After this period, the degree of soft tissue healing is adequate to protect your hip during any voluntary movement. As a matter of fact, the tendency of the healing scar is now to contract in order to gain strength. Contracting scar has the potential to create a stiff and sore hip unless the hip is subjected to regular exercise during this period. Hence you will be encouraged to progressively increase your range of hip movements and increase the strength in the muscles around the hip by resorting to activities like swimming and non-impact exercises in the gym (such as using the bicycle, rowing machine, cross-trainers etc). Any exercise that does not result in excessive loading of the hip is good at this stage. You should try and avoid high impact-loading exercises like running, jogging, football, squash etc for at least a year after the operation.

As your hip improves in flexibility and stability, you may gradually resume your hobbies over the next few months. You may start playing a gentle game of golf after around 4 months and doubles tennis around 6 months. During the next few months, as you find improvement in the strength of your hip, you will be able to play more rigorously. If you are very keen on resuming impact loading sports then please start jogging on the treadmill with good footwear for a few months starting around the eleventh month before moving on to outdoor jogging or high-impact sports.

The McMinn Centre produced a four-part documentary series about the first 12 months after BHR surgery. Click to watch Jim Jenkinson's Recovery.

How long will the implant last?

The development of modern hip resurfacings was based on the secrets of success gleaned from successful historic metal-metal hip replacements which proved their wear resistance, durability and biocompatibility over several decades. The era of modern metal-metal hip resurfacings started in 1991 when Mr McMinn pioneered them. The early models were prototypes that gave precious further information on the best design and material combinations that would make resurfacing successful. Review of the surviving hips amongst these early prototype models show that some of them are still functioning well, in spite of heavy usage over the past 20 years. The hybrid fixed model turned out to be better than the others. Hybrid fixation was therefore adopted in all later models. In 1997, the fixation was made even more reliable using an advanced porous fixation surface and the Birmingham Hip Resurfacing (BHR) was introduced. Mr McMinn has performed over 3400 BHRs since 1997 and over 150,000 BHRs have been performed worldwide.

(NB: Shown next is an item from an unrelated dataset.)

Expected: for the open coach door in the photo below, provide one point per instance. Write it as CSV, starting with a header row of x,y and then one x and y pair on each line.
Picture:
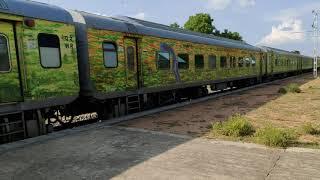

Orthopaedic surgeons consider that an implant has failed if following the original surgery, the patient goes on to have another operation for revision of one or more of the components of the implant. Failure of the component could be either due to a fracture, loosening or any other cause leading to pain and loss of hip function. Nearly 12 years on following the introduction of the BHR, the failure rate in our group of over 3000 patients is 1.6%. Fracture of the femoral neck or a collapse of the femoral head due to pre-existing inherent weakness in the bone or due to premature excess activity early after the operation led to failure in 1.1%. Infection and some other very rare causes such as dislocation or metal allergy led to failure in 0.5%. All of these have then been converted to a total hip replacement and the patients are back to a normal lifestyle following their revision surgery.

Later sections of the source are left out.